You’ll find the Eagle River Campground 12 miles northeast of Anchorage. This campground has 57 sites that can accommodate the largest rental RV you might be able to find, with an overflow area with an additional ten sites. This campground also has a dump station for your RV and flushing toilets. It’s largely seasonal, depending on conditions. When it's open, you can gain access to outstanding hiking and fishing.
Finally, there’s Eklutna Lake Campground in the interior of the park with 50 sites in the main campground and an overflow area with 15 sites. This campground is open year-round and is popular for winter sports like cross-country skiing and snowmobiling.
You can‘t rent an RV in Alaska without exploring the many other amazingly impressive parks, the largest and most diverse in the country. Must-sees include Katmai National Park and Denali National Park. Aside from the national parks, you can head up to Fairbanks to see the Northern Lights or experience what it’s like to command a dog sled team. There are also numerous glaciers in Alaska that you can visit either by helicopter, boat, or foot.

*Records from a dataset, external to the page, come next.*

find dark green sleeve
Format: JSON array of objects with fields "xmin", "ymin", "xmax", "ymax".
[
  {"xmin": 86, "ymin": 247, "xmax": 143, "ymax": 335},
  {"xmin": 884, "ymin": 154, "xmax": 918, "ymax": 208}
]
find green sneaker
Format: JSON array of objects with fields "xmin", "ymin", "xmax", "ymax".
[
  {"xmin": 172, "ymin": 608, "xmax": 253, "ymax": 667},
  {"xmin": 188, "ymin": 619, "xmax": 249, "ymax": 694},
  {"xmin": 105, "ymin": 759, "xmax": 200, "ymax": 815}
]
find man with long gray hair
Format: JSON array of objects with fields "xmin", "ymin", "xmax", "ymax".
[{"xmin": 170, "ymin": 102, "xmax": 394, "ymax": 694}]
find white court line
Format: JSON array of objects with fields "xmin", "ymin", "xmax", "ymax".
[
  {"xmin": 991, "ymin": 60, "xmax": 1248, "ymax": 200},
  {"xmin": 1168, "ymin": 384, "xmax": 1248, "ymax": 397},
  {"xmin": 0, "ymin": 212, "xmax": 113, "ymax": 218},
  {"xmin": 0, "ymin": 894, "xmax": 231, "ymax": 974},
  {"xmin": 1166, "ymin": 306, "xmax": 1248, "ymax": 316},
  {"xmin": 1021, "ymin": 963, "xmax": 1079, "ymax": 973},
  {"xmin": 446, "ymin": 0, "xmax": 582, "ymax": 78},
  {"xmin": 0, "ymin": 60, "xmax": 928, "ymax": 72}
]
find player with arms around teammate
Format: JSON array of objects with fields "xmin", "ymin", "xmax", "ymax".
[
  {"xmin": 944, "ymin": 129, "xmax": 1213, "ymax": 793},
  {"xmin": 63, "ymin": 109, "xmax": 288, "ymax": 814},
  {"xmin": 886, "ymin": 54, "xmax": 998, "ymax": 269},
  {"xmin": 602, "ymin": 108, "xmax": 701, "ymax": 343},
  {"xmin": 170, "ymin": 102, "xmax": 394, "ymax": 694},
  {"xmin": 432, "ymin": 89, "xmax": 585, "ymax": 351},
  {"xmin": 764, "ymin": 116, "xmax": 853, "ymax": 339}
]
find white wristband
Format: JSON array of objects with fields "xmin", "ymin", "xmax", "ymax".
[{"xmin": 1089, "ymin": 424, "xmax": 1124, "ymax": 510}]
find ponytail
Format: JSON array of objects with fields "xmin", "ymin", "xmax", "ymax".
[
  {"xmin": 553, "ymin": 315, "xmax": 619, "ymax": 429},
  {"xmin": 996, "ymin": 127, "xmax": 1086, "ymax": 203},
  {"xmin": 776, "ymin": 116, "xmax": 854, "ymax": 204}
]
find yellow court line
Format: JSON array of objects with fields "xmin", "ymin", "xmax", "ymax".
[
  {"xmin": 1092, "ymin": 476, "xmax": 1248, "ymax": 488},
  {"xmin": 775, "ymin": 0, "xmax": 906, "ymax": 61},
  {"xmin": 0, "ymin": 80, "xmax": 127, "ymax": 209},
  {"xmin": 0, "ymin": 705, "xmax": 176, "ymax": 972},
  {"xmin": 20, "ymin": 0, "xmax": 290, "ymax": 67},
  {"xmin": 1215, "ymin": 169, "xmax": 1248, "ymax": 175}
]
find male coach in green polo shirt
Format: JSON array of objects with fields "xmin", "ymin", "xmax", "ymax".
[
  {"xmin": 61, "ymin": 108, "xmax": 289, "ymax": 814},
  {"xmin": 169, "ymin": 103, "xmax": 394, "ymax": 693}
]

There’s still plenty to do closer to Anchorage if you don’t want to go far. One popular activity is taking the railroad tour from Anchorage to Seward, near Kenai Fjords National Park. Anchorage also has a large arts scene with numerous theaters and galleries, and you’ll find an abundance of fresh smoked salmon, craft beers, and homemade sausage throughout the city. If you’re continuing on in your rental RV after leaving Anchorage, be sure to fill up the gas tank and do any supply shopping before you leave the city.